The meteor appeared at 9:18 p.m. EDT over Alabama, traveling at about 76,000 mph. It exploded 25 miles above Woodstock, Alabama, located about 30 miles from Birmingham.
"Objects of this size hit the Earth's atmosphere on a daily basis, but this one happened near Birmingham, which is a fairly decently sized city and lot of people saw it," Bill Cooke, head of NASA's Meteoroid Environment Office at the Marshall Space Flight Center in Huntsville, Alabama, told Reuters.
Many of the more than 180 eyewitness reports came from people attending a Mumford & Sons concert in Birmingham.
"This one wasn't at 2 in the morning, so a lot of people were out and about," Cooke said.
"I saw what I first thought was a falling star and then it turned bright green," an observer from Anniston, Alabama, posted on the American Meteor Society website.
"I saw it near Dallas Highway in Marietta, (Georgia), near the National Battlefield," wrote another witness. "At first, I thought it was an errant firework, but it was bigger, neon green, came straight down and then disappeared."
Scientists calculated the meteor's orbit and determined that it came from an unknown comet. It exploded so low in Earth's atmosphere that it triggered a sonic boom.
The meteor was too bright to be picked up by NASA's All-sky Fireball Network, which tracks meteors brighter than Venus with 12 cameras in the eastern United States and New Mexico but whose parameters are set to screen out things like lightning.

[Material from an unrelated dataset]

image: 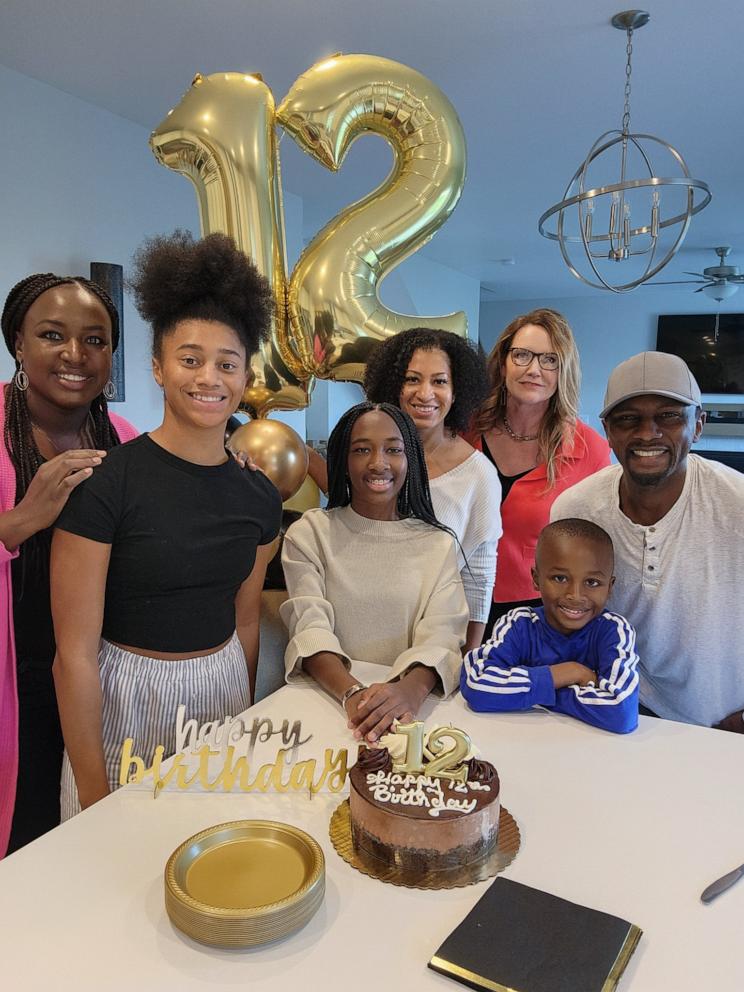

The network did detect nearly two dozen other meteors on Monday night, including five that are part of the little-known annual Epsilon Perseids meteor shower, which peaks in early- to mid-September.
Sky watchers also are on the lookout for Comet ISON, which is due to pass by Mars this month and by Earth in November.
The comet, which was discovered last September by a pair of amateur astronomers in Russia, is expected to pass relatively close to the sun on November 28. As it approaches, heat from the sun vaporizes ice in the comet's body, creating a bright tail.
But so far, Comet ISON hasn't brightened as much as astronomers had predicted.
"People are no longer thinking it is going to be visible in daylight," Cooke said.